Setting Up ADB Environment
Work In Progress - Initial Rough Draft
Android Debug Bridge (ADB)
ADB is the Android Debug Bridge. To me, it is a very misleading acronym because I automatically think it looks like an "android debugger", similar to gdb (GNU Debugger) or jdb (Java Debugger). ADB is nothing like a debugger.
ADB is designed as a bridge that allows you, the developer, to access the internals and configuration of the Android system. You can think of ADB as 3 major components:
- ADB Client - This is the
adbcommand you use on the developer host. - ADB Server - This is an ADB server that run on the developer host, usually autostarted by the client.
- ADB Daemon - This is another ADB server that runs on the target device or emulator.
When you run a command like adb shell, the command that you provide is serialized and sent to the server. For example, if you send adb -s emulator-5554 shell echo test, over the wire you might see: host:transport:emulator-5554,shell:echo test. The local ADB server then forwards that command to the ADB daemon running on the device for execution and eventually returns the results back through the server and back to the client.
---------- Developer Host ------- -- Android Device --
| | <-----> | ADB Daemon |
| ADB Client <-----> ADB Server | --------------------
| | ----- Emulator -----
| | <-----> | ADB Daemon |
--------------------------------- --------------------
By having these parts split up, the ADB server can continuously run and monitor multiple device connections while the client only needs to send the actions to the server. There are other fun things you can do like daisy chain servers together so you can make a ADB Daemon not locally connected appear local. But more on that later.
In summary, adb is not a debugger. adb is a tool to access the configuration and internals of the Android system for things like running shell commands on the Android device.
Acquire ADB
For my purposes, I never use the full version of Android Studio. Instead, I'll use only the command line version of developer tools for Android analysis. For adb only, you can commonly install an older version with your native package manager. For apt based distributions, its apt install adb.
Setup Environment
As we go along, we'll be adding more tools. To make things easy, I've provided a script that enables the environment that I intend to end up with. Not having all of the referenced paths is harmless as we build up the toolbox, so we might as well have everything setup as soon as possible. This alieviates the need to continually update a non-repeatable environment or restarts shells and terminals.

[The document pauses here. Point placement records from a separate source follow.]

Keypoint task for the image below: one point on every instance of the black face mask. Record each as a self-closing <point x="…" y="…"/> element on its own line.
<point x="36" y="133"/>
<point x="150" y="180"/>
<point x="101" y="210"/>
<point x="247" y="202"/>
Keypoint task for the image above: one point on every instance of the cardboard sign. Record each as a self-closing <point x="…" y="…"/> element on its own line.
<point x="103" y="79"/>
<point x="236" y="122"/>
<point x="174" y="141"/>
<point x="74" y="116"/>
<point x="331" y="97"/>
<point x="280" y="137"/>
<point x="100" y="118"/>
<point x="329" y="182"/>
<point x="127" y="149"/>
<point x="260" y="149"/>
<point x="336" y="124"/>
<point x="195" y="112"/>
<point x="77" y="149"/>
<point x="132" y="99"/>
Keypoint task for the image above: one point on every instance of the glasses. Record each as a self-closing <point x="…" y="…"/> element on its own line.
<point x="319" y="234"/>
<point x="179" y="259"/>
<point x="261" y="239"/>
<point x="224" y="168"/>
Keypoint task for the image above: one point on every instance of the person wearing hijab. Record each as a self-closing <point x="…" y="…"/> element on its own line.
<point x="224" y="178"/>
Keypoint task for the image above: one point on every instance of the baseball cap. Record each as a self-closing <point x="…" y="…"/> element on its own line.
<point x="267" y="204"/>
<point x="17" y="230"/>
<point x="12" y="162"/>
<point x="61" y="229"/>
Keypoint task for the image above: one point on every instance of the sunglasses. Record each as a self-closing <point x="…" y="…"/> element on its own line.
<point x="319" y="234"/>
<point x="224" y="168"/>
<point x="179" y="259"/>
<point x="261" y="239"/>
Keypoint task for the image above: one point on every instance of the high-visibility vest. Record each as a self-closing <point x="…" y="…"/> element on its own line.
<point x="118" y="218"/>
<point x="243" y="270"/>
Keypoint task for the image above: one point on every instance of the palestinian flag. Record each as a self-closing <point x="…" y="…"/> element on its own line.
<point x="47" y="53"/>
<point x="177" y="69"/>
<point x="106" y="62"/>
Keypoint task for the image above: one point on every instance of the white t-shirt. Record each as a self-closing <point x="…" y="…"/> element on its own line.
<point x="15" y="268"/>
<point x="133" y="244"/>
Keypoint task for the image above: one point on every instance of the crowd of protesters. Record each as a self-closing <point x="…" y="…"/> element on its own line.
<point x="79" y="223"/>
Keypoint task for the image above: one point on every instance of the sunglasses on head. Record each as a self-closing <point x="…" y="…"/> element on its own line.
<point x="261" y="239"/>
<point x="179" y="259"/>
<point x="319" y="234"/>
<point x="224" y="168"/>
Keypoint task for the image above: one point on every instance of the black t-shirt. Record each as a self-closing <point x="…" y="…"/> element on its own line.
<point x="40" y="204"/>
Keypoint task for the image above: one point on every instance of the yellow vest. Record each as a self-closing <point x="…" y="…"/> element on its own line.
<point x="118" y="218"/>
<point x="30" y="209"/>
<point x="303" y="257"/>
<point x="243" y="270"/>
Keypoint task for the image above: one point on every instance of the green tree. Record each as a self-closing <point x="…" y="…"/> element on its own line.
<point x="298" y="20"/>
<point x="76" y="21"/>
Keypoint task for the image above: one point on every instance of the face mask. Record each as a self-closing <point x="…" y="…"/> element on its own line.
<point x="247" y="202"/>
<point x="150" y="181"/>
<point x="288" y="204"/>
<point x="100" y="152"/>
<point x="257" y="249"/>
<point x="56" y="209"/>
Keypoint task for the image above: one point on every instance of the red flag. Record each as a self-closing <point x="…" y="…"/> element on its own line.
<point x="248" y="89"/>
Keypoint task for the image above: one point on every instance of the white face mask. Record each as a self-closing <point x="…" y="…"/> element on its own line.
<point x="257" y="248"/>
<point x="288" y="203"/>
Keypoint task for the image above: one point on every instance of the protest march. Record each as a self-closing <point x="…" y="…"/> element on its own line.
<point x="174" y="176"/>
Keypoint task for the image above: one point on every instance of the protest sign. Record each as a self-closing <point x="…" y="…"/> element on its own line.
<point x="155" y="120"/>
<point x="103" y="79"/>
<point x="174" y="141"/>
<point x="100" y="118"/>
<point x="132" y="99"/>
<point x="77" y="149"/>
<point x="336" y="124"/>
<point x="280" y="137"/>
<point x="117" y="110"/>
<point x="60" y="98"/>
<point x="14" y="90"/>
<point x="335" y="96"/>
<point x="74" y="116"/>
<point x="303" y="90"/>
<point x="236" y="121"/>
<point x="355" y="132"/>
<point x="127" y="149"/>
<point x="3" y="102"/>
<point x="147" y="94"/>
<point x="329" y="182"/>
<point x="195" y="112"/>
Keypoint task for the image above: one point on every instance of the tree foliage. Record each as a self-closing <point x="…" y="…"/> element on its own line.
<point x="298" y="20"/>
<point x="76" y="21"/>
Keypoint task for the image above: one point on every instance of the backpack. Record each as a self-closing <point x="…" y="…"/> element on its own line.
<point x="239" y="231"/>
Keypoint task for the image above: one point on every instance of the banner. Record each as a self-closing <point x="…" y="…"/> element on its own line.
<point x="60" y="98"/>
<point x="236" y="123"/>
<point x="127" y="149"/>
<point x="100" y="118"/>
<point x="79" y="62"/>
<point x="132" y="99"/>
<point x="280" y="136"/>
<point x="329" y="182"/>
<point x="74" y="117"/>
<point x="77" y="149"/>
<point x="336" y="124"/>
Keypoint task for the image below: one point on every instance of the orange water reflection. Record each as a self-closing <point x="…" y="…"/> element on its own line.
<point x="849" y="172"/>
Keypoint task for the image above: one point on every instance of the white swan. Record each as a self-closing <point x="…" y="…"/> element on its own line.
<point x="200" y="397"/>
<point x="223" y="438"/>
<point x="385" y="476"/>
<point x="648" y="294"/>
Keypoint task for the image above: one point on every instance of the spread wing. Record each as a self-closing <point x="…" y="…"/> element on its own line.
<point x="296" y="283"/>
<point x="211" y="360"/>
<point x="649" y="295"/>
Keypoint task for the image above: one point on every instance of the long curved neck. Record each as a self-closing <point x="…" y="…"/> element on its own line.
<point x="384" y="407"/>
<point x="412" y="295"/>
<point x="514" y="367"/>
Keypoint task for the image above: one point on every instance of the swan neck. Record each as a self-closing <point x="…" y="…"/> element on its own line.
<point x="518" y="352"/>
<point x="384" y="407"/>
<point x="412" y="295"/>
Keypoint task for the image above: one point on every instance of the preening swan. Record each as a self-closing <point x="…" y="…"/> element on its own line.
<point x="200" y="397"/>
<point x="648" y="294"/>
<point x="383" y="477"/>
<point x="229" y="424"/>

There are many ways to skin this cat (via .dotfiles, via .profile, vi other shell RC files). Because I work on many different projects across many different languages that use many different SDKs, I don't like to manage SDK folders in my general home dotfiles. Instead, my convention for managing a particular project is to have a script that launches a new shell with the settings I want. This way I'm avoiding unrepeatable environments and I can easily reset with a exit; ./env.sh type of behavior. Since the script I have is harmless before you have all the tools, I'll provide everything at once. If you follow along with subsequent procedures, everything should line up fine. Note: There is a pre-requisite that you have python3 and python3-pip already installed.
~/.android/env.sh:
#!/usr/bin/env bash
if [ -z "$(which python3)" ]; then
echo "Missing 'python3' from \$PATH.\nSuggestion: apt-get install python3"; exit 1
fi
if [ -z "$(which pip)" -a -z "$(which pip3)" ]; then
echo "Missing 'pip' from \$PATH.\nSuggestion: apt-get install python3-pip"; exit 1
fi
# Check for python3-venv (via ensurepip existance)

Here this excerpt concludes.